Crews were called to the 147-year-old Fleming House near Leckie Road and Dilworth Drive around 6 p.m. on Monday.
“The fire actually started at the front entrance of the house. There’s kind of a pit area, and it looks like some homeless people had lit a fire within that pit area,” said Kelowna fire inspector Paul Johnson. “It was nice and sheltered from the view of the public.”
Because of structural issues, crews could not enter the building initially.
Johnson said the fire spread quickly.
“There was a lot of lath and plaster,” John said. “It was older construction, and there was some heavy beam construction.”
“It was a very solid house, but unfortunately solid houses succumb to fire as well.”
Many people in the community expressed sorrow at the loss of the historical building, including Shona Harrison, the founder of the online group Old Kelowna.
“We have so few of these buildings, and this is one of the oldest that was remaining,” she said. “It’s gone and it cannot be replaced.”
Harrison said the former farmhouse was passed between pioneering families and that layers of history are built into its walls.

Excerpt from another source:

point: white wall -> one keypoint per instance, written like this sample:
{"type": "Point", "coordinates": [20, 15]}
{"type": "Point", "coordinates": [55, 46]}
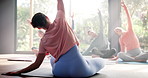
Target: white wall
{"type": "Point", "coordinates": [7, 26]}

“In 1871, these are the materials they were using, this is how they lived in that space. And then we go to 1909,” Harrison said. “These are the materials and this is how they moved within that environment.”
Central Okanagan Heritage Society president Don Knox said the organization had been hoping the Fleming House would be restored in the future.
“It was unfortunate. It was a shock,” he said of the fire.
“Originally we were hoping it wasn’t as bad. We’re going to take a look at it ourselves,” Knox said. “I’ve been in discussions with city staff already. I don’t want to write anything off until we do an evaluation, but we don’t know at this point.”
The Fleming House was moved from its original site in 2002, but had been sitting empty since.
The roof had been replaced about a decade ago, Knox said.
“The building was in stable condition, and it was just a matter of trying to find a purpose for it,” he added. “With the rail trail going right by here we were pretty excited that something would come up.”